Inserm Unit 815, Lille, France.
Journal of Neuropathology and Experimental Neurology (Impact Factor: 4.35). 04/2006; 65(3):278-88. DOI: 10.1097/01.jnen.0000205145.54457.ea
Source: PubMed

ABSTRACT The primary feature of dementia with Lewy bodies (DLB) is the aggregation of alpha-synuclein into characteristic lesions: Lewy bodies (LBs) and Lewy neurites. However, in most of DLB cases, LBs are associated with neurofibrillary tangles and amyloid plaques (both Alzheimer disease [AD]-related lesions). We wanted to determine if this overlap of lesions is statistical, as a result of the late onset of both diseases, or results from a specific physiopathological synergy between synucleinopathy and either tauopathy or amyloid pathology. All patients with DLB from our prospective and multidisciplinary study were analyzed. These cases were compared with cases with pure AD and patients with Parkinson disease and controls. All cases were analyzed thoroughly at the neuropathologic and biochemical levels with a biochemical staging of aggregated alpha-synuclein, tau, and Abeta species.

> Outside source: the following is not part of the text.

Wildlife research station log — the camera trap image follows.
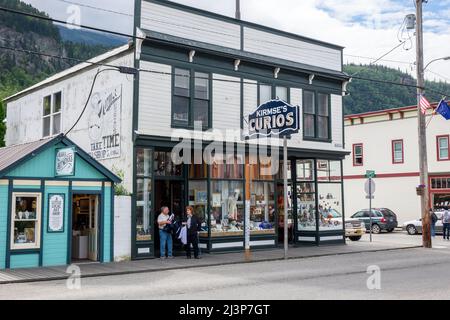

All sporadic cases of DLB were associated with abundant deposits of Abeta x-42 that were similar in quality and quantity to those of AD. Amyloid precursor protein (APP) dysfunction is a risk factor for AD as demonstrated by pathogenic mutations and Abeta accumulation. The constant and abundant Abeta x-42 deposition in sporadic DLB suggests that synucleinopathy is also promoted by APP dysfunction. Therefore, we conclude that APP is a therapeutic target for both AD and DLB.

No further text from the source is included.